Его судьба напоминает судьбы многих потомков европейцев-иммигрантов, составляющих большинство населения Америки. Он родился в 1906 году в канадской провинции Квебек, в городе Монреале, хотя всегда утверждал, будто его родина — Бостон; с его точки зрения, это придавало ему блеск. Рос в Манчестере и Нью-Хэмпшире, куда вскоре после его рождения переехала вся семья, евреи с русскими, литовскими, австро-венгерскими и немецкими корнями.
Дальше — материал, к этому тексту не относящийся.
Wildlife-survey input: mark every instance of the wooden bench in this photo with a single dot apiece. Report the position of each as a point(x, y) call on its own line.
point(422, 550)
Отец и мать работали на табачной фабрике, так что с трудом могли прокормить троих детей. Мать рано умерла, и тогда воспитанием мальчиков занялись дядья и тетки. По окончании средней школы Чарльз сразу устроился на работу. Сначала в магазин готовой одежды, затем — в небольшую косметическую фирму, где и обнаружились его таланты. Когда начальство отказалось повысить его в должности, он ушел оттуда, хлопнув дверью, в полной уверенности, что сможет наладить собственное дело. И действительно, хотя начальный капитал Чарльза составлял всего триста долларов, а компаньонами стали брат Мартин и приятель-химик Чарльз Лэчмен, молодой человек начал производить косметику в Нью-Йорке. В двадцать пять лет он добился бешеного успеха благодаря ярко-красной помаде и линии лаков для ногтей, покоривших покупательниц удивительной прочностью.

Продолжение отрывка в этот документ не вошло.